UW academic redshirt program draws more women, minorities into engineering

Devin Pegues, left, and Casiano Atienza work on a math problem during a recent class at the UW. This math workshop uses whiteboards and group problem-solving to bring engineering-level math to first-year students. Photo by Mike Siegel / The Seattle Times.

Devin Pegues, left, and Casiano Atienza work on a math problem during a recent class at the UW. This math workshop uses whiteboards and group problem-solving to bring engineering-level math to first-year students. Photo by Mike Siegel / The Seattle Times.

When she got the letter in summer 2013, Courtney Seto thought it sounded too good to be true.

A free program that offered automatic acceptance into the University of Washington’s engineering school? Did everyone get this letter?

Seto had already been accepted to the UW as an incoming freshman, but she expected to apply to the College of Engineering at the end of her sophomore year, competing against a thousand other UW students, of which only about 55 percent get in.
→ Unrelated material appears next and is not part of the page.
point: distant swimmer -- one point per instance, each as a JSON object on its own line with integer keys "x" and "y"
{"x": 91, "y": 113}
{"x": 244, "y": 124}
So Seto set the letter aside — until somebody at the UW called and convinced her it was for real.

Now in her sophomore year, Seto has already been accepted into the industrial engineering department, thanks to the UW’s State Academic Red Shirt program, or STARS.

In an idea borrowed from college athletics called redshirting, STARS enrolls promising engineering students — many of them women and minorities — to give them an additional year of collegiate academic work before they’re ready for the big time. A similar program is in its second year at Washington State University.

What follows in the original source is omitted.